Ed anche l’ultima barriera psicologica è stata abbattuta, dopo I 13.000 punti del Dow Jones ed i 3.000 del Nasdaq oggi è stato il turno dello S&P500 che ha superato quota 1.400 punti.
L’ultima volta che l’indice principale della Borsa statunitense aveva terminato le contrattazioni sopra quota 1.400 era stato precisamente il 5 giugno 2008, oggi, quindi, possiamo dire che la crisi iniziata con lo scoppio della bolla dei mutui subprime è stata superata?
Direi di no, o meglio i numeri sono numeri, quindi, formalmente, visto che abbiamo sempre detto che la crisi inizia nel giugno 2008 ed ora lo S&P500 è tornato su quei livelli, dovremmo rispondere di sì, ma a mio avviso sono ancora tali e tanti i motivi di preoccupazione per l’attuale situazione economica che parlare di fine della crisi ci sembra persino blasfemo.
Citiamo una cosa per tutte, ma senza dubbio la più lampante: a tutt’oggi i tassi negli Stati Uniti sono a zero (per la precisione tra lo 0 e lo 0,25%), e già questo è il sintomo più evidente di un’economia che si muove con un “respiratore” (una bombola ad ossigeno) sulle spalle.

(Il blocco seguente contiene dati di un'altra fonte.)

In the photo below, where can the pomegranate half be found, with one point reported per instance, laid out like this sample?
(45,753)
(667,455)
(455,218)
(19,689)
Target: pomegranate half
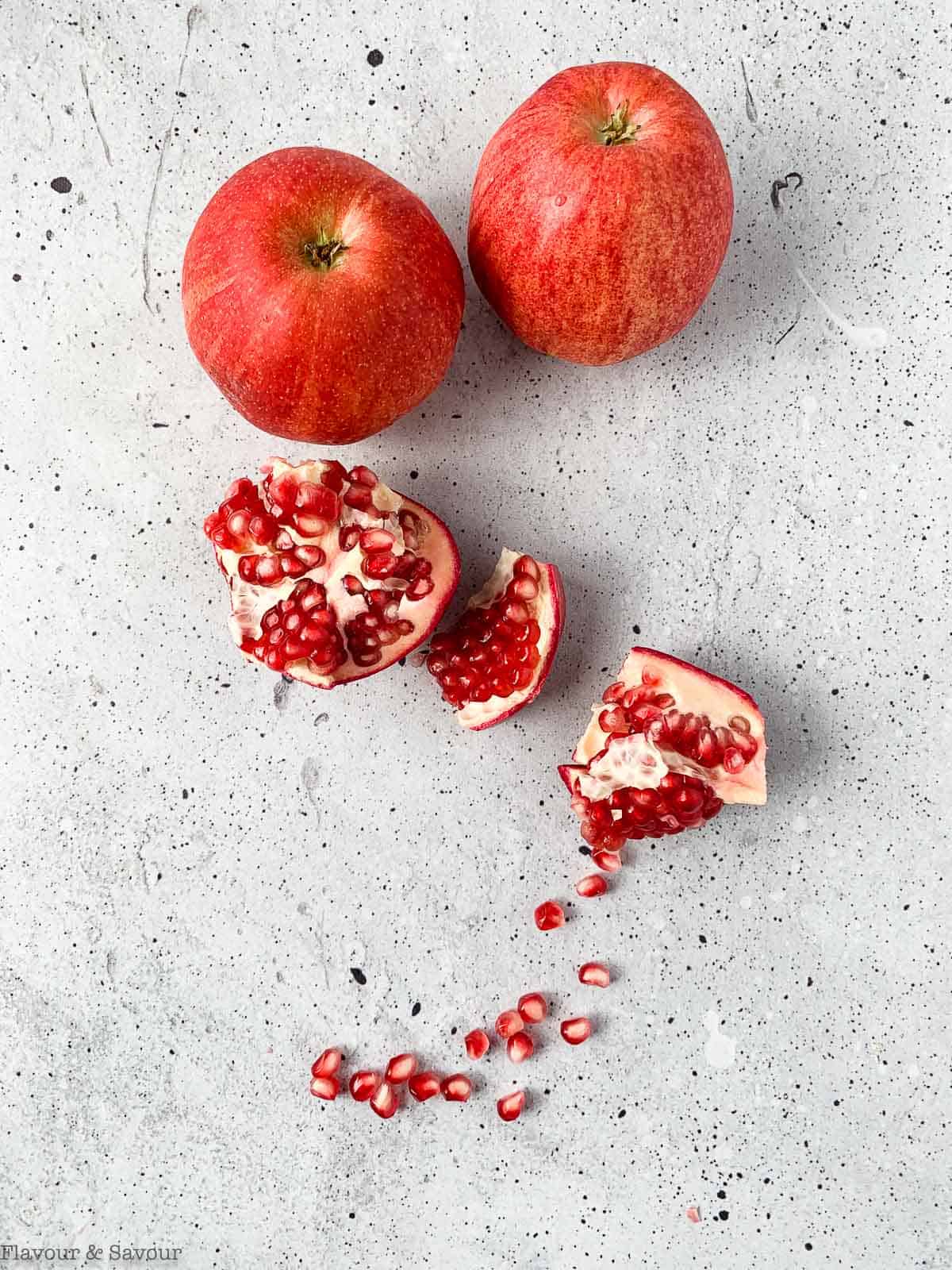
(666,747)
(497,657)
(332,575)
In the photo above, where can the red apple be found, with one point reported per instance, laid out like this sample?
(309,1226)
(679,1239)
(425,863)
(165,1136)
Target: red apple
(321,295)
(601,214)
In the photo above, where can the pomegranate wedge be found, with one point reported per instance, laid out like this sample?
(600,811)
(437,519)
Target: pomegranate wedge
(497,657)
(333,575)
(666,747)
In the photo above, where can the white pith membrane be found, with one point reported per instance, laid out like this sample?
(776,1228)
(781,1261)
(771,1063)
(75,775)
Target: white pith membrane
(639,762)
(251,601)
(476,714)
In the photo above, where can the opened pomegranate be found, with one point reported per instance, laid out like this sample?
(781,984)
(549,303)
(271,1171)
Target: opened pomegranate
(332,575)
(666,747)
(497,657)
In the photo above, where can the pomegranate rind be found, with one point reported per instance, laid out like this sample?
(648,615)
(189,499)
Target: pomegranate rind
(549,611)
(251,601)
(693,690)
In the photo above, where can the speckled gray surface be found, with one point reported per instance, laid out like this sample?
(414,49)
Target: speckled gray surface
(190,865)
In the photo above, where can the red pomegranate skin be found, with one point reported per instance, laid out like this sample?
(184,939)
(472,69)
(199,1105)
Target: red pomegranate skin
(594,252)
(311,349)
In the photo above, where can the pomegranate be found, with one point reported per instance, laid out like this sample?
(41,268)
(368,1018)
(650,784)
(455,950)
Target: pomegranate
(532,1007)
(511,1105)
(333,575)
(666,747)
(497,657)
(321,295)
(550,916)
(575,1030)
(601,214)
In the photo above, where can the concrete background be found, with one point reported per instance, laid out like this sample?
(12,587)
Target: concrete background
(192,864)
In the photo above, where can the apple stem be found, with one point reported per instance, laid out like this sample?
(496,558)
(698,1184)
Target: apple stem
(323,252)
(619,130)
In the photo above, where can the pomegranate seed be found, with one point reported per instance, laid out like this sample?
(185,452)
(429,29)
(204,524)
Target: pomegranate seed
(363,1085)
(385,1102)
(328,1064)
(424,1085)
(520,1047)
(532,1007)
(400,1068)
(511,1105)
(508,1024)
(476,1043)
(457,1087)
(550,916)
(594,975)
(325,1087)
(575,1030)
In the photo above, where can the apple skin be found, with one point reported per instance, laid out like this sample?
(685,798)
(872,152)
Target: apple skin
(594,252)
(309,349)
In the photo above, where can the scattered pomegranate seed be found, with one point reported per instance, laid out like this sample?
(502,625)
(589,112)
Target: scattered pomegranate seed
(511,1106)
(532,1007)
(457,1087)
(590,886)
(476,1043)
(520,1048)
(400,1068)
(550,916)
(363,1086)
(385,1102)
(575,1030)
(594,975)
(325,1087)
(608,861)
(328,1064)
(508,1024)
(424,1085)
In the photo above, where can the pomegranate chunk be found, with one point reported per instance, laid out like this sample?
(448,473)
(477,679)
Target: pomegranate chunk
(497,657)
(363,1086)
(424,1085)
(520,1048)
(385,1102)
(594,975)
(532,1007)
(575,1030)
(550,916)
(508,1024)
(476,1043)
(328,1064)
(325,1087)
(332,575)
(457,1087)
(668,746)
(509,1106)
(400,1068)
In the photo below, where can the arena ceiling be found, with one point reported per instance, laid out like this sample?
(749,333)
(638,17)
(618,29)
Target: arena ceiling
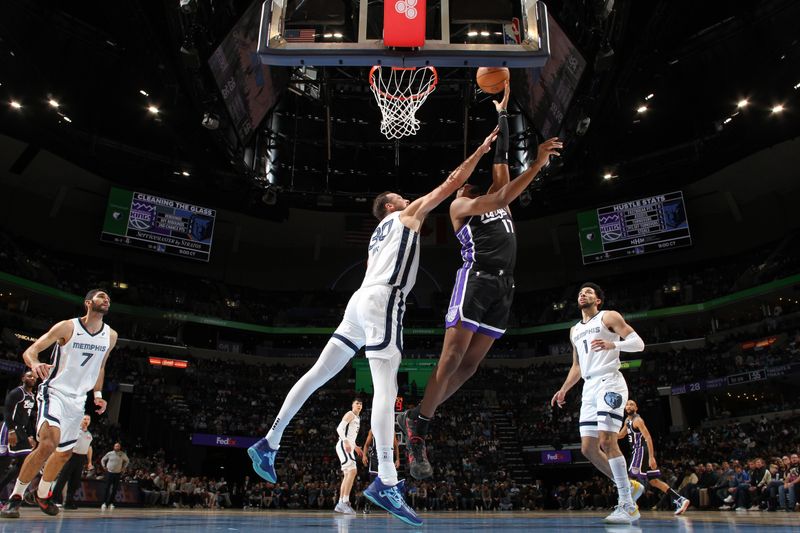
(105,64)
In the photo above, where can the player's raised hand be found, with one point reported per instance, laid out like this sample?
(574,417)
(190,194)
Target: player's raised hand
(41,370)
(550,147)
(101,404)
(559,398)
(503,104)
(486,147)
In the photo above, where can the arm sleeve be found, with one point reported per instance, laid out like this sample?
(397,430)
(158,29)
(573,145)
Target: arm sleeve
(12,398)
(632,343)
(501,146)
(341,429)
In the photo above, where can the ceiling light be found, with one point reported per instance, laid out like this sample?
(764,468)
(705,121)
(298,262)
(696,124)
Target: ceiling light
(188,6)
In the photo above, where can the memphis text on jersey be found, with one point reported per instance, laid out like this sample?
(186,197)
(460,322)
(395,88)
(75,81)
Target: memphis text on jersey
(90,347)
(585,332)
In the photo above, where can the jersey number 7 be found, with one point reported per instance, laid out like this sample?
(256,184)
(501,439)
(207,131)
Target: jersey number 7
(88,355)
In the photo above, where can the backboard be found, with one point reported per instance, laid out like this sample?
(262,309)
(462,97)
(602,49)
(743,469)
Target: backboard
(462,33)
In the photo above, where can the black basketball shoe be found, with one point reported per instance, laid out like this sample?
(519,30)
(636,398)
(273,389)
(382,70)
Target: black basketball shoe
(47,505)
(11,508)
(419,466)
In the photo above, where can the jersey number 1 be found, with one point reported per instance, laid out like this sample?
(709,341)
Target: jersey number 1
(88,355)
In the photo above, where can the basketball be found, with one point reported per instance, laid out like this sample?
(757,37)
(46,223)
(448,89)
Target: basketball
(492,79)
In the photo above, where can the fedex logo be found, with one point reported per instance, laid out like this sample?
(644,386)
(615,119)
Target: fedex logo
(556,456)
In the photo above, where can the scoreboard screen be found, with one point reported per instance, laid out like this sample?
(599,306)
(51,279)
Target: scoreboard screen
(633,228)
(148,222)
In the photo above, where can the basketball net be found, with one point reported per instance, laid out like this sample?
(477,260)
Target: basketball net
(400,92)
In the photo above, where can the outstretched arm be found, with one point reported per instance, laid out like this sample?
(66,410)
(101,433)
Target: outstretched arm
(58,333)
(413,215)
(98,386)
(651,447)
(623,431)
(574,375)
(464,207)
(500,175)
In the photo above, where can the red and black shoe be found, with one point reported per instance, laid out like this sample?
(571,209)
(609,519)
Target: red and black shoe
(11,508)
(419,466)
(47,505)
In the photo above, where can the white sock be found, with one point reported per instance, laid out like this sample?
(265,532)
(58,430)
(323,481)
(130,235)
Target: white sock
(44,488)
(384,379)
(620,470)
(20,487)
(331,361)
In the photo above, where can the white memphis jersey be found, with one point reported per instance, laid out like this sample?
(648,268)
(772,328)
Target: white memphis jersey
(351,429)
(76,365)
(593,363)
(393,255)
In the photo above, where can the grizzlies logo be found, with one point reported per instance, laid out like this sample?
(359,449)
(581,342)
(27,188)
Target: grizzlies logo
(451,314)
(613,400)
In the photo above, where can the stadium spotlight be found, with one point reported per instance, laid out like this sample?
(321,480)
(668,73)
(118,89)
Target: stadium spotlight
(270,196)
(188,6)
(210,121)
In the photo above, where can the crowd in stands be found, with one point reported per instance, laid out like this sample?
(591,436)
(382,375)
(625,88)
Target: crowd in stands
(177,292)
(736,465)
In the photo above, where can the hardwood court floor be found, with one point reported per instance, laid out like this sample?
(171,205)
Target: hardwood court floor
(178,521)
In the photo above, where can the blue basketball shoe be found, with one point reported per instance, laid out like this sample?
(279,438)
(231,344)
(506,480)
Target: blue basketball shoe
(263,460)
(391,499)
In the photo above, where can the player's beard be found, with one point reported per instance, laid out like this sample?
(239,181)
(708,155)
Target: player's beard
(98,308)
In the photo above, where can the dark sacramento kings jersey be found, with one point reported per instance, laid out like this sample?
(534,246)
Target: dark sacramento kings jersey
(635,437)
(488,242)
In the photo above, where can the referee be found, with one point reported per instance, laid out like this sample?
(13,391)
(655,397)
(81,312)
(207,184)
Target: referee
(19,426)
(70,475)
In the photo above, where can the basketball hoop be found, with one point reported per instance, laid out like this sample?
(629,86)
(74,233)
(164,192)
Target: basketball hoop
(400,91)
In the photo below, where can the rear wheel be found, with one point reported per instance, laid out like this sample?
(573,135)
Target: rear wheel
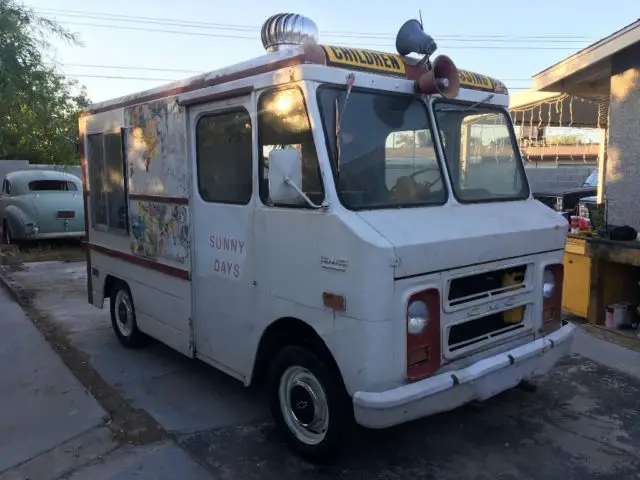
(123,317)
(309,405)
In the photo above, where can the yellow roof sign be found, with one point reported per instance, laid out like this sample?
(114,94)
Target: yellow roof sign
(361,59)
(476,81)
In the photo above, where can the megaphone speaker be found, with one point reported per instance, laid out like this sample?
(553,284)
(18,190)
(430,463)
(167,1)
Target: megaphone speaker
(443,78)
(411,38)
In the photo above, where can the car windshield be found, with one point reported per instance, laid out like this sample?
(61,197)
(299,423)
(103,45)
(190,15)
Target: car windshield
(481,153)
(386,157)
(52,186)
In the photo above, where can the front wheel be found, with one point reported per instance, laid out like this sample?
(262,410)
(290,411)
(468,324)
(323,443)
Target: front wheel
(123,317)
(309,405)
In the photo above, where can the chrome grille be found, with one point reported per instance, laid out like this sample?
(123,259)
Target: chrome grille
(486,285)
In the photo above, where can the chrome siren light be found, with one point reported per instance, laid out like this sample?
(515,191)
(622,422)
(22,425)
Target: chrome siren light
(286,30)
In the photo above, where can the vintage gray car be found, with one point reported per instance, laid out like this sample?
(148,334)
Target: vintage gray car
(41,204)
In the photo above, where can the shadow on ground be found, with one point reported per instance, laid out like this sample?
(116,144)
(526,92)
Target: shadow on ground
(581,423)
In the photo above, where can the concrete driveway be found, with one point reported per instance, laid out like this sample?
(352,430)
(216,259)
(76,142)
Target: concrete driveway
(581,423)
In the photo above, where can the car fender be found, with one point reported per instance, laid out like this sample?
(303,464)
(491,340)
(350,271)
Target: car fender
(16,220)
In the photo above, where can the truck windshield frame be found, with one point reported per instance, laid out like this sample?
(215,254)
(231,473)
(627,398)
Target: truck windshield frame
(489,169)
(374,125)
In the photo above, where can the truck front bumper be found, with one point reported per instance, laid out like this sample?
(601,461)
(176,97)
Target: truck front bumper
(449,390)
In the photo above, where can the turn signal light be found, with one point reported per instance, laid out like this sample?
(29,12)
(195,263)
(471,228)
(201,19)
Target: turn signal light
(552,298)
(424,349)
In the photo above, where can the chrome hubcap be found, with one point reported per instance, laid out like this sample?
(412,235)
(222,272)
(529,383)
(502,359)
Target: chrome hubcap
(124,313)
(304,405)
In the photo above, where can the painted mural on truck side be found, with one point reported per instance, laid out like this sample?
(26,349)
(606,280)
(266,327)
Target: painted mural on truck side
(160,231)
(156,144)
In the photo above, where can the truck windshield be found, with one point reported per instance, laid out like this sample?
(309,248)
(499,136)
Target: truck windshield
(481,154)
(386,157)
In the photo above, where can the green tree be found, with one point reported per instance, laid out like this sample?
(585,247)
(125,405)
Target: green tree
(38,106)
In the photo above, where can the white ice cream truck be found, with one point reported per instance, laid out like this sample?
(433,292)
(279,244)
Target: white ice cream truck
(352,227)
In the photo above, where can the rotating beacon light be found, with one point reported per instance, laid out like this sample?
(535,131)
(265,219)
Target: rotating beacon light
(442,76)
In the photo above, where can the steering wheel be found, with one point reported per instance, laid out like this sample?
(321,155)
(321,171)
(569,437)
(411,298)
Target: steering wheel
(427,169)
(407,186)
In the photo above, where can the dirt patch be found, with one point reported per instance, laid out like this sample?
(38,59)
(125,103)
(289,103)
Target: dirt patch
(40,251)
(128,424)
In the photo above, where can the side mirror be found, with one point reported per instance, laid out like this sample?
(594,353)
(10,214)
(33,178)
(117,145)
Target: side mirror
(285,176)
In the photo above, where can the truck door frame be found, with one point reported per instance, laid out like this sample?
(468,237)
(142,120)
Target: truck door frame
(225,320)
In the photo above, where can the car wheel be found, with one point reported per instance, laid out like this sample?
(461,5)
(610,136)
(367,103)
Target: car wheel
(123,317)
(309,405)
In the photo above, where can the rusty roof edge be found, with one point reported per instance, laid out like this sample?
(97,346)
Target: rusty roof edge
(594,46)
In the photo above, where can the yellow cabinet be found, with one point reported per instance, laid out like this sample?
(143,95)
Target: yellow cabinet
(576,290)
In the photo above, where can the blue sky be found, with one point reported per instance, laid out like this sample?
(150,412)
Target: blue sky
(544,32)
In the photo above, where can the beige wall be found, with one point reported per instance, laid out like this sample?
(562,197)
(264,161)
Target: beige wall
(622,186)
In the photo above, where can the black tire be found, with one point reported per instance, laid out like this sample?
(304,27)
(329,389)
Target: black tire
(340,408)
(123,319)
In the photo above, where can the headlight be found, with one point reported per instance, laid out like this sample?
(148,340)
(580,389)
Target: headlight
(417,317)
(559,204)
(548,284)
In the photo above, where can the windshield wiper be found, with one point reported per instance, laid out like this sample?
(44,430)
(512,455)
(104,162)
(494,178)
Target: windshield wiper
(339,113)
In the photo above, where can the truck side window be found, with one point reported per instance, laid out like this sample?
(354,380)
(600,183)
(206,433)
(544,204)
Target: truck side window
(107,188)
(283,122)
(224,157)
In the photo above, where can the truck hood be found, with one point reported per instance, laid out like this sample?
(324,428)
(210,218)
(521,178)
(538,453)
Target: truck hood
(433,239)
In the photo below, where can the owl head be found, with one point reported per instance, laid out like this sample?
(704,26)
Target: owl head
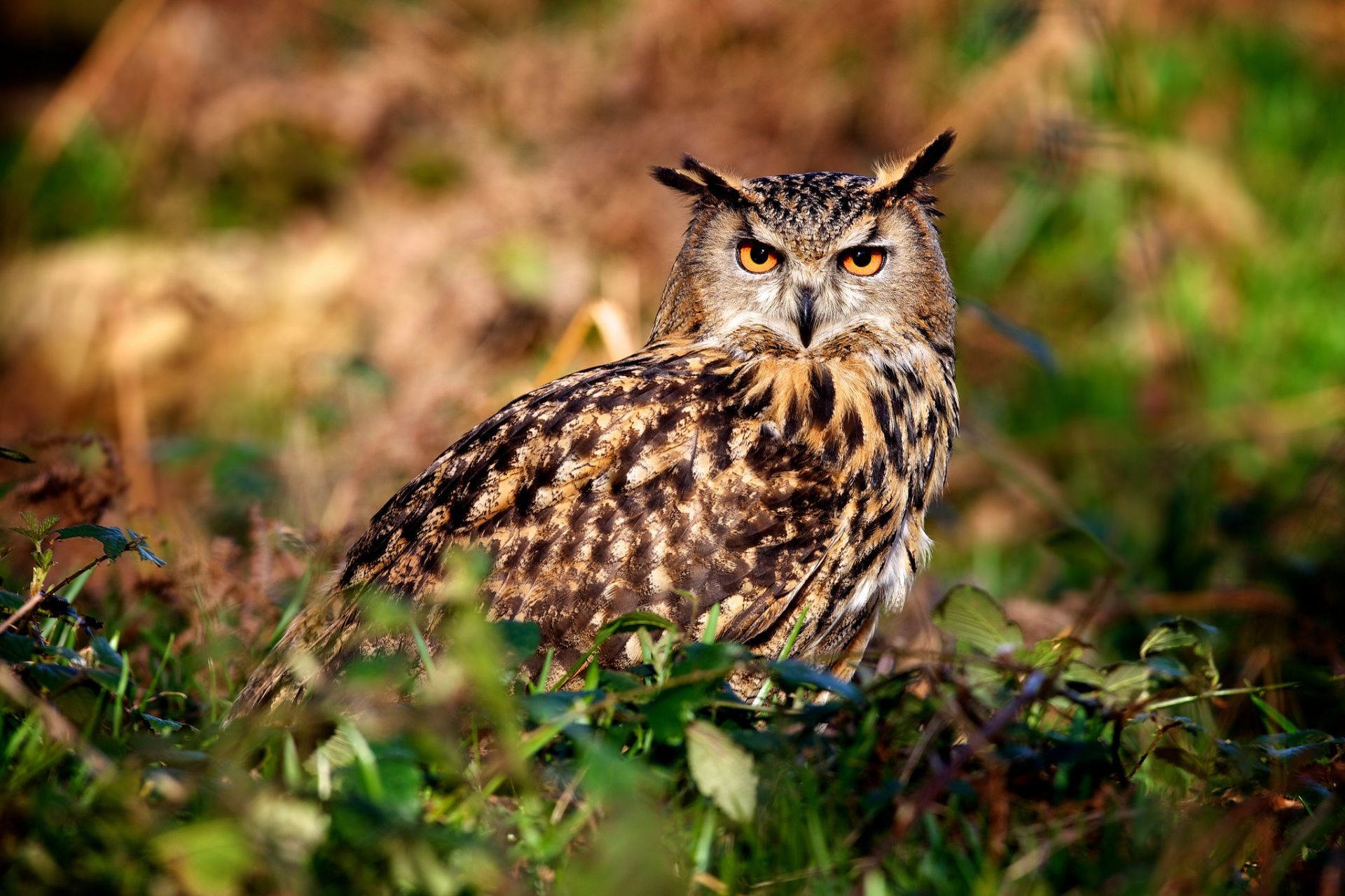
(820,263)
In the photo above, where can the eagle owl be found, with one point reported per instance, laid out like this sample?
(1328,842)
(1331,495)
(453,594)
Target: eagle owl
(773,448)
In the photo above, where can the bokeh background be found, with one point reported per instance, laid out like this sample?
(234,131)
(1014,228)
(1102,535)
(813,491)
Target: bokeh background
(263,261)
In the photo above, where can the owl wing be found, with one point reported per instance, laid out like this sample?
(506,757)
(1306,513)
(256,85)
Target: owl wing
(650,483)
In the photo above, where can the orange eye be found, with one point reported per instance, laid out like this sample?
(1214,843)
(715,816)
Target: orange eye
(864,261)
(757,257)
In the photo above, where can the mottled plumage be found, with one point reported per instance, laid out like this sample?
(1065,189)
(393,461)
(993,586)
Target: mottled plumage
(773,447)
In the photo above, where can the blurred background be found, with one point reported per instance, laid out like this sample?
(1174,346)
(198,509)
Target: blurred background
(263,261)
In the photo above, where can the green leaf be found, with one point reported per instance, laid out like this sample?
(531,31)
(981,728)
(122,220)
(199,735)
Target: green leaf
(1083,552)
(15,649)
(142,546)
(112,540)
(162,726)
(11,602)
(521,638)
(1177,633)
(670,712)
(50,676)
(1124,684)
(209,857)
(791,675)
(723,771)
(637,621)
(1182,634)
(977,621)
(105,678)
(105,653)
(33,529)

E non basta, proprio un giorno fa il Presidente della Fed, Ben Bernanke, ha annunciato che gli stessi resteranno eccezionalmente bassi almeno per un altro paio d’anni, e ciò è tutto dire. Il banchiere centrale più importante del mondo, che normalmente non si espone in previsioni neppure per tempi brevissimi, si sbilancia per un periodo di tempo così lungo? Sintomo che il “malato” è in condizioni particolarmente gravi da giustificare una “lungodegenza”.
Però se una persona oggi va a vedere il valore di chiusura dello S&P500 trova il numero 1.402, 60 e anche questo è un fatto.